CPS reminds community to take measures to prevent mosquito breeding after rainfall events. | SMN NEWS

PHILIPSBURG(DCOMM);— The Collective Prevention Services (CPS) is urgently calling on residents to take and continue the necessary actions after every rainfall event to eliminate mosquito breeding sites to effectively minimize mosquito-borne diseases, such as dengue.

Dengue can become a life-threatening illness and it is crucial for everyone to be aware of the symptoms and take the necessary precautions to prevent further mosquito breeding, and transmission of mosquito borne diseases.

People become infected with dengue virus when an infected Aedes Aegyptus or Aedes albopictus mosquito feed or bite them. Usually between four to seven (4-7) days after a bite of an infected mosquito people typically begin to show symptoms.

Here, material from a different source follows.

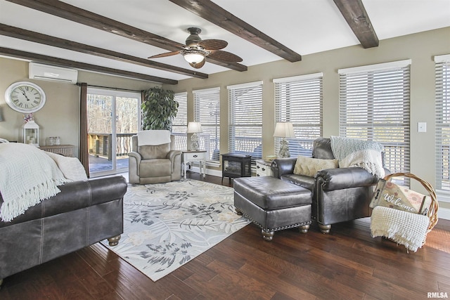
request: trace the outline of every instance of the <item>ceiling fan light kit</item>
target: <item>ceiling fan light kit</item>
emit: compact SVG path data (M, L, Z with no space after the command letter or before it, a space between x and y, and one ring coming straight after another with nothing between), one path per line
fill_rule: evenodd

Persons with a fever and two or more of the following symptoms are suspected dengue cases and should be tested for confirmation: Nausea/vomiting; Rash; Myalgia/arthralgia (muscle/joint pain); Headache, retro-orbital pain (pain behind the eyes); and Petechiae (red/purple spots on skin); Leukopenia (decrease in number of white blood cells).
Source reduction is the key to decreasing the mosquito population. Due to the tropical nature of our climate, breeding habitats are in abundance, and many of them are, unfortunately, man-made.
Mosquitoes can breed in as little as a half-inch of water. This is not much, and plant saucers, bottle caps, or plastic shopping bags hidden amongst vegetation/shrubs are some of those unassuming places that can gather a small amount of water and can still be a huge breeding site for your mosquitoes.

Breeding sites include anywhere where water can settle or remain stagnant for a certain time, undisturbed from garbage to your flowers/plants. This includes tin cans, old tires, empty paint cans, buckets, old saucers, flowerpots, cemetery urns/vases, old pet dishes, unused plastic swimming pools, boats on dry dock, used food containers, plastic drinking cups, plastic shopping bags or other containers or plants that collect and hold water.

Source reduction starts by covering, removing, or turning over containers, artificial artifacts, unused boats which can be potential breeding sites and properly maintain the yard and surrounding by trimming overgrown vegetation. Every resident on the island should comply with the source reduction to have an impact against mosquitoes in the community.